I only recently learned that Marko was a bit of a Trekkie. He loved sci-fi and had been watching the remastered High Definition episodes of Star Trek The Next Generation as it was being broadcast by the Syfy channel in the UK. I’d been doing the same thing over Christmas, having also discovered the re-run would be from the very first episode. It fills me with joy and sadness to think that Marko was watching and laughing at the same funny bits I was. A moment shared without realisation.

Unfortunately due to the amount of people Marko knew and left an impression with, there was only limited space at his funeral and I couldn’t be there. But I think I’ve managed to do something in his memory that he would have been thrilled with…

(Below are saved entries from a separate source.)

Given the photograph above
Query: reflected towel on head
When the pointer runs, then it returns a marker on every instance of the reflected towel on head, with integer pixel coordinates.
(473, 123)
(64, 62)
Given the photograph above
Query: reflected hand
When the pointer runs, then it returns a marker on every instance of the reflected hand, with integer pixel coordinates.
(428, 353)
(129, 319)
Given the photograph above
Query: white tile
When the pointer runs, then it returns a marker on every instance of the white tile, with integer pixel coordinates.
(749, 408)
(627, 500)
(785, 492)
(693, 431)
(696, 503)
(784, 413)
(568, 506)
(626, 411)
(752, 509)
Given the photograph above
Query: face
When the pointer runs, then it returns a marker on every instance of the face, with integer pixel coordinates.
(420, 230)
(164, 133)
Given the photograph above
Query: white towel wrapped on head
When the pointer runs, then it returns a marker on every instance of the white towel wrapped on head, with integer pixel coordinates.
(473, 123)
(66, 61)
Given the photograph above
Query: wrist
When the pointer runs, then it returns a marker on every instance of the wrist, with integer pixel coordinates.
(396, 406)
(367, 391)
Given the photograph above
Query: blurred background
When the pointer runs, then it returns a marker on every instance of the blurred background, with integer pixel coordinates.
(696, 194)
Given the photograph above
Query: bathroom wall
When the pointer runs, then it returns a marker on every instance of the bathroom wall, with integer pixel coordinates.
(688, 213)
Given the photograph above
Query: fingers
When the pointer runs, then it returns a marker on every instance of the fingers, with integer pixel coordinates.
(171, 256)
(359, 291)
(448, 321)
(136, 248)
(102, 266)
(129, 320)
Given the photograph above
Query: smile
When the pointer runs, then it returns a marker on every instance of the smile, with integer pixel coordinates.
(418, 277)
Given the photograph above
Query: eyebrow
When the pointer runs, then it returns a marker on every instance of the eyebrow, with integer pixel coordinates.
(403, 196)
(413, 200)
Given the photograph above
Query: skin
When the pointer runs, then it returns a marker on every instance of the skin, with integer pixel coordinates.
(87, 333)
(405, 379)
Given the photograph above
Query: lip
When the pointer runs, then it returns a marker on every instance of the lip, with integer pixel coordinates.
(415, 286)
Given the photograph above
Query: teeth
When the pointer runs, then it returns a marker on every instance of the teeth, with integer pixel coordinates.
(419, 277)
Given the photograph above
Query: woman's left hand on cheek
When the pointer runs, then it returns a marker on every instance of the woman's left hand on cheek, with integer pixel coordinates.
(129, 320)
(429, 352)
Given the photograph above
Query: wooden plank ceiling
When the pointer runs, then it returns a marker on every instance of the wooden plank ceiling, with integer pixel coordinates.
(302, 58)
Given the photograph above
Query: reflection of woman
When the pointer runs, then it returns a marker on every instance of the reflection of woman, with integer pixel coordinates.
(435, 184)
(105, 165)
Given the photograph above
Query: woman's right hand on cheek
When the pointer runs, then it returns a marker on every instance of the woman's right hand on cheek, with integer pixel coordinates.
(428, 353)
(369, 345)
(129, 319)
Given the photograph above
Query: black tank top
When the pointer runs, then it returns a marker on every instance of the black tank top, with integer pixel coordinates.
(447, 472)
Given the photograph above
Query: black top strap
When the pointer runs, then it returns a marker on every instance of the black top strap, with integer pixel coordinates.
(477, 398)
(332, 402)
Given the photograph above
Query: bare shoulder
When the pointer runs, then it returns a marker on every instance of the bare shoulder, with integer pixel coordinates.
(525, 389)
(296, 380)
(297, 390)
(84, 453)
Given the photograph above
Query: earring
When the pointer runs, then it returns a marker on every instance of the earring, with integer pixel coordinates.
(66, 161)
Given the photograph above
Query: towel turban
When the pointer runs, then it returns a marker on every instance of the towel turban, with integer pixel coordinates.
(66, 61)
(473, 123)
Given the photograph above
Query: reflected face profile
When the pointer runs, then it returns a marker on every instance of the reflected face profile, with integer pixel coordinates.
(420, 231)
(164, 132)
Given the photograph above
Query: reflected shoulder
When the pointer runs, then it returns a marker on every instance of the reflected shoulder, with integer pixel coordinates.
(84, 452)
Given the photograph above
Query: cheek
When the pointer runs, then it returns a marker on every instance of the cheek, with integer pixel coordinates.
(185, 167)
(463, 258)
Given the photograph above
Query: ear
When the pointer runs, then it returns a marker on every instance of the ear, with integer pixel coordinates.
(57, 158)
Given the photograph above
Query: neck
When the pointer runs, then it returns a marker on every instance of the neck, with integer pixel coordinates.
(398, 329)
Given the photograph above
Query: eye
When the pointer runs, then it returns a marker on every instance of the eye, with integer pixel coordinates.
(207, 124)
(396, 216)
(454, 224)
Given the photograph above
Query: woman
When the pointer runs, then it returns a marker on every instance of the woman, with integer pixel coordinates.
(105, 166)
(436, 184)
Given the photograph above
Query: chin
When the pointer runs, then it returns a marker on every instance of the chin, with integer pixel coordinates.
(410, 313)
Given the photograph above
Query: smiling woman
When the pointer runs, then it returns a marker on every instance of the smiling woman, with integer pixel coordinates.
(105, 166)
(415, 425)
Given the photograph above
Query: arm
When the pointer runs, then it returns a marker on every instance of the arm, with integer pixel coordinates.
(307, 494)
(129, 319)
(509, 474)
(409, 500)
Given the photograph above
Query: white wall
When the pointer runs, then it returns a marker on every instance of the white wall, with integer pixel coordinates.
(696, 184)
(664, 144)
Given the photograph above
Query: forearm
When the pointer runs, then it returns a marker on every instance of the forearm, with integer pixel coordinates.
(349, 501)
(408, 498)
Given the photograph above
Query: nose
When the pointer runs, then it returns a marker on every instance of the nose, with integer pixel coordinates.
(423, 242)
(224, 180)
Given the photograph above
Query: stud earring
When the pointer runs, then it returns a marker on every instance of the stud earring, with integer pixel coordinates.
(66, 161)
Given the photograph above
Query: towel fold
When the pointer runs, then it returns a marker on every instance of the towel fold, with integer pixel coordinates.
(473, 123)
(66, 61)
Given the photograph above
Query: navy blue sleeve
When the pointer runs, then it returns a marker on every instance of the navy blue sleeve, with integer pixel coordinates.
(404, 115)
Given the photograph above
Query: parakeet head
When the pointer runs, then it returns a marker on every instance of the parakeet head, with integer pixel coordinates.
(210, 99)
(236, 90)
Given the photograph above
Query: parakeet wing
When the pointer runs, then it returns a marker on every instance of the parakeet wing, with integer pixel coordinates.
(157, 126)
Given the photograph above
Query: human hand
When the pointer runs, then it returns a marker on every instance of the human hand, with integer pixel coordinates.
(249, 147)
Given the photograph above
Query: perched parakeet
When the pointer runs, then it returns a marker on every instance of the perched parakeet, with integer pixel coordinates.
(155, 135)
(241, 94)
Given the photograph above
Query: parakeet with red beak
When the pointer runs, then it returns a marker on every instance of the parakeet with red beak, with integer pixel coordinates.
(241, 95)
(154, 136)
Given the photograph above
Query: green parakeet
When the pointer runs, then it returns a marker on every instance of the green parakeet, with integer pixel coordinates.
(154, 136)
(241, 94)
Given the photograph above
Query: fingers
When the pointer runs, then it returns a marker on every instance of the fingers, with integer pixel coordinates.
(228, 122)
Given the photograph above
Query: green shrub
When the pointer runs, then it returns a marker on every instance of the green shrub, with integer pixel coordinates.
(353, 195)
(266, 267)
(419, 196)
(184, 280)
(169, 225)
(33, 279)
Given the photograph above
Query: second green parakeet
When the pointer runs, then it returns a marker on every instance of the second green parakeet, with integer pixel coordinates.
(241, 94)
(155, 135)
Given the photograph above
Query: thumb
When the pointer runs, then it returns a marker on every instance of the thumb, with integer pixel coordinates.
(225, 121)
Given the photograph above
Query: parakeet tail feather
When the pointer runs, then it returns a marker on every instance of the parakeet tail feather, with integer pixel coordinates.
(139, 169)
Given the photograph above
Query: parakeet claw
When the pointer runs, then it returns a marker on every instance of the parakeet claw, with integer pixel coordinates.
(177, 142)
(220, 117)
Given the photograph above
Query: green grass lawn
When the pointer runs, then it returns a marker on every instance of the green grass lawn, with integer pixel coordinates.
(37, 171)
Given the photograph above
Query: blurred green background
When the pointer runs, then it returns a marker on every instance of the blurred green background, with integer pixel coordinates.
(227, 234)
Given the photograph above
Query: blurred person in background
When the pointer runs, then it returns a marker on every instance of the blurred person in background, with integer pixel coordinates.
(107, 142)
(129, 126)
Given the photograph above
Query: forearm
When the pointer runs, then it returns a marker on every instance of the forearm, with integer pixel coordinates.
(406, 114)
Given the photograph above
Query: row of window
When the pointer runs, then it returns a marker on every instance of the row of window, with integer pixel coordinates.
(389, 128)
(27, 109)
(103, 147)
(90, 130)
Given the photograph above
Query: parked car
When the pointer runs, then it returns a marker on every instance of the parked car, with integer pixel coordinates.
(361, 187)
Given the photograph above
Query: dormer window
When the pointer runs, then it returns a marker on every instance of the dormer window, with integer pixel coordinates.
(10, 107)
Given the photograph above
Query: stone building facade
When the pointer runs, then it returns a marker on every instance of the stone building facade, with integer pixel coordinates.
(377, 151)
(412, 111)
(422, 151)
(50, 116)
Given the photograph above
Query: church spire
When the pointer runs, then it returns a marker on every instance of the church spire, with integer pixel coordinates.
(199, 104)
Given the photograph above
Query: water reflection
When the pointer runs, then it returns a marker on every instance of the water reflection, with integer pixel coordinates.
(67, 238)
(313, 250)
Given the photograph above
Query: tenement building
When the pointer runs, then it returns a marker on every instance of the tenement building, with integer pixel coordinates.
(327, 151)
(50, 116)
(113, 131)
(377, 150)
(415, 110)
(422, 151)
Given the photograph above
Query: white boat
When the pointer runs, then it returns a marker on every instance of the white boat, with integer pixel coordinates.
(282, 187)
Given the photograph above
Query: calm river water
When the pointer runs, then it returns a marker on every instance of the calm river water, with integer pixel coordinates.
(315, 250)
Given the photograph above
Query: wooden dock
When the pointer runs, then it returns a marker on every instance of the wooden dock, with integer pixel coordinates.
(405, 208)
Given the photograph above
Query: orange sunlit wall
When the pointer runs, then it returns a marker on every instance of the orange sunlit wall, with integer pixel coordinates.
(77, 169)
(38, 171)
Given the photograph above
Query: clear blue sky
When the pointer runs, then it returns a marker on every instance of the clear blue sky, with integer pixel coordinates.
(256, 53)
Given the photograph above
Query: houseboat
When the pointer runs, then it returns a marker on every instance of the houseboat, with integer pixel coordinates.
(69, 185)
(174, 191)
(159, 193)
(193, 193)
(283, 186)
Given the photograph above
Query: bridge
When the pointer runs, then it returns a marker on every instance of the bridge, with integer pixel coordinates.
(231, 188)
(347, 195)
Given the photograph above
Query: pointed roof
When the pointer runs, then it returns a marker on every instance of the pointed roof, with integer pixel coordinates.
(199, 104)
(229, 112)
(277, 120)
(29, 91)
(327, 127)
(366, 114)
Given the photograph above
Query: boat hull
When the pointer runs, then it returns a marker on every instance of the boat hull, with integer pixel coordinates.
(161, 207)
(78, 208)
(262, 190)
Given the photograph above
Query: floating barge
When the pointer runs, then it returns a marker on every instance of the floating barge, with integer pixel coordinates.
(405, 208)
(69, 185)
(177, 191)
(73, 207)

A team in the U.S. have been running a project to rebuild and restore an original Star Trek The Next Generation ‘Enterprise D bridge’ that was about to be thrown out by Paramount. The ‘bridge’ is one of the most iconic and fundamental areas for any Star Trek series. The entire Enterprise D bridge will become an interactive museum used for teaching as well as carrying the history of Star Trek.

The restoration team put out a message on their Facebook page asking for any names they could integrate into the restoration, so I left them a message and emailed them asking if they would include Marko’s name somewhere. And they replied saying “not a problem”.

And so Marko’s name will be inscribed onto an iconic Isolinear Chip, installed on the bridge computer, with his memory becoming an actual Star Trek memory chip on-board the restored Enterprise D bridge.

The set will eventually travel around the world to conventions and shows, before settling as a museum piece for all to experience.

I hope that works for you, Marko.

Enterprise D Restoration

Mark O'Leary

UPDATE: A separate memorial service organised by Marko’s employer, British Sky Broadcasting, is to take place on the 29th January 2012.